The growth chart in the red book is one of the most anxiety-generating documents in early parenthood. A single weight that falls slightly lower than expected is enough to set many parents on an anxious spiral. But the growth chart is most useful for tracking a pattern over time, not for interpreting single measurements, and the concept of faltering growth refers to a sustained deviation from an expected trajectory rather than a single dip.
True faltering growth does need to be taken seriously. It affects a child's energy, development, and immune function. But most cases are managed with relatively straightforward dietary changes and support, without complex medical investigation.
Healthbooq (healthbooq.com) includes guidance on infant growth, feeding, and the use of the Personal Child Health Record (red book) growth charts across the first years of life.
Defining Faltering Growth
The term has largely replaced "failure to thrive" in UK clinical practice, in part because "failure to thrive" implied that something fundamental had gone wrong and carried an unfair connotation of parental failure.
NICE guidance on faltering growth (NG75) defines it as a fall across two or more centile spaces on the weight chart in a child whose weight was previously tracking on or above the second centile, or as weight consistently below the second centile.
Context matters in interpretation.
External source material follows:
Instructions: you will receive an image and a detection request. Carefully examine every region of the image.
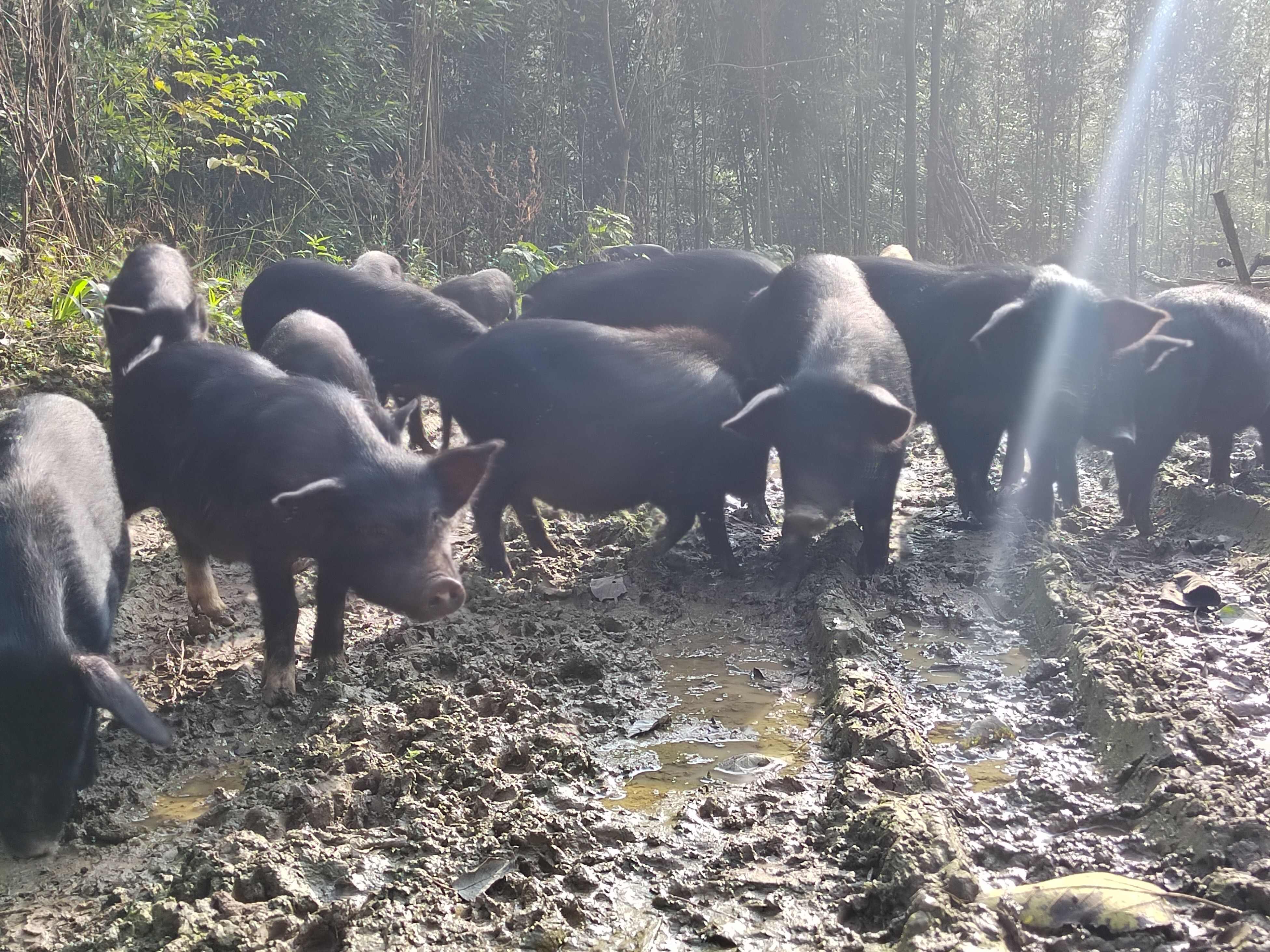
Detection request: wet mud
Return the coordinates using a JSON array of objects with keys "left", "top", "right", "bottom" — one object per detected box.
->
[{"left": 0, "top": 421, "right": 1270, "bottom": 952}]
Some children are constitutionally small, particularly if both parents are of small stature. Premature babies need to have their growth plotted on a corrected age chart until around two years. Children who were large-for-gestational-age at birth often track down toward their genetic centile in the first months of life, which looks like faltering but is not.
Head circumference and height centiles give important context. A child who is proportionally small (weight, height, and head all tracking similarly) is more likely to be constitutionally small than a child whose weight is dropping while height and head circumference remain on track.
Most Common Causes
The vast majority of faltering growth (most estimates put it at 70 to 80 per cent of cases) is due to inadequate calorie intake. It is not usually a sign of serious underlying disease.
In young infants, the most common reasons for inadequate intake include difficulties with breastfeeding latch or supply, problems with bottle feeding technique, slow flow teats that exhaust the baby before adequate intake, and severe reflux that causes the infant to associate feeding with pain and therefore feed reluctantly.
In the weaning and toddler period, selective eating, textural aversions, parental anxiety around feeding that creates a tense mealtime environment, missed meal and snack opportunities, and excessive milk intake that crowds out solid food are common contributors.
Occasionally, an underlying medical condition is responsible. These include: coeliac disease (gluten intolerance, causing gut damage and malabsorption), cow's milk allergy with gut involvement, chronic infection, cardiac conditions that increase calorie demands, cystic fibrosis (affecting gut enzyme secretion and calorie absorption), and renal conditions. These are less common than inadequate intake, but they are looked for during assessment.
Assessment and Investigation
NICE recommends a structured assessment that begins with a thorough feeding and dietary history, a review of the pregnancy, birth, and neonatal history, an examination of the child, and an assessment of the feeding relationship and mealtime dynamics.
Blood tests are usually requested (full blood count, ferritin, thyroid function, coeliac antibodies, renal and liver function, and urinalysis) to screen for the less common organic causes, though these are negative in the majority of children.
The assessment of the feeding relationship is as important as the laboratory results. A child whose parent becomes extremely anxious at mealtimes, who is offered food very frequently but in very small amounts because the parent fears vomiting, or whose food refusal has been managed by a gradual reduction in what is offered, is a child whose intake may be inadequate for behavioural or relational reasons rather than medical ones.
Management
For most children, management involves increasing calorie density and intake with practical dietary support. A paediatric dietitian is the key professional here. Calorie enrichment (adding butter, oil, or cream to foods; fortifying milk-based drinks; offering energy-dense snacks between meals) is often more effective than trying to increase volume of food eaten.
Addressing the mealtime dynamic is part of treatment when anxiety or avoidance is contributing. The Division of Responsibility in Feeding (the parent determines what, when, and where; the child determines whether and how much) provides a framework that reduces anxiety-driven coercion around food.
Hospital admission for nasogastric feeding is occasionally needed for severe cases but is not routine practice for most children with faltering growth. The NICE guideline explicitly states that most children should be managed in the community.
Regular monitoring of weight gain, typically fortnightly until the pattern has clearly improved, tracks response to management.
Key Takeaways
Faltering growth is a term used when a child's weight gain is insufficient relative to their expected growth trajectory, usually defined as dropping across two or more centile lines on the growth chart over time. It is common, affecting around 5 per cent of children, and most cases are due to inadequate calorie intake rather than underlying medical disease. Assessment focuses on feeding history, dietary intake, and the relationship dynamics around food before investigating for organic causes. Management typically involves dietary modification and support rather than hospital admission in most cases.